There is no water here, no deep and abiding ocean, but I’ll make do. I ever have and ever will. So long as he cannot find me here, cannot seduce me to land with his honeyed promises and false oaths. It is safe here, far away from the land that broke me, just as far away from the sea that betrayed me.
She tried to hang on to the ledge after they threw her from the window, to fly with those crumpled wings, but she failed in the end. I wept for her, wept for her shattered dreams, but I could do no more for her than that. Useless, soft, harmless tears. All I had to offer, just as all she had to offer was her soft, defenseless, useless body. Useless because it didn’t buy her what she needed, not even what she wanted, not even the price of her original submission.

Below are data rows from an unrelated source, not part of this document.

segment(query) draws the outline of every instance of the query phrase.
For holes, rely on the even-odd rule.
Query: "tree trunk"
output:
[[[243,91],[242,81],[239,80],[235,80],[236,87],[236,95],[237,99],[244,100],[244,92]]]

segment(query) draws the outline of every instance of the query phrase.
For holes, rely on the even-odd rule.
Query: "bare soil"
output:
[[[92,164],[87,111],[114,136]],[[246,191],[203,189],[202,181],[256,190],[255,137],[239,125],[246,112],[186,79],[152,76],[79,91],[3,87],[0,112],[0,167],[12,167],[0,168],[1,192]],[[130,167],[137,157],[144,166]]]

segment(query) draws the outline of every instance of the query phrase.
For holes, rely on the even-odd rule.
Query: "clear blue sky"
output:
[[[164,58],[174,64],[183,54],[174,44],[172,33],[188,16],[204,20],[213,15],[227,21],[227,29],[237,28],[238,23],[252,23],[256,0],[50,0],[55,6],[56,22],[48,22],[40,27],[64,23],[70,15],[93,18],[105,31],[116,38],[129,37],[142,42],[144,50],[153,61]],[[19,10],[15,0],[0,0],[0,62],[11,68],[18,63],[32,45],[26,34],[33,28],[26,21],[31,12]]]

She struggles against his arms and he releases her, agony etched on his features. She spins away from him, lifting her arms to a lover only she can see, the rare smile blooming on her lips. He stares after her, eyes glassy with pain as she chatters wordlessly to the air, guileless, mindless, innocent in a way that cannot be touched by him anymore.
I smile and turn, spiraling into the deep, locking myself away from her. She is happier without me and I love her enough to grant her that solace. Memory cannot hurt without a body to feel pain, after all.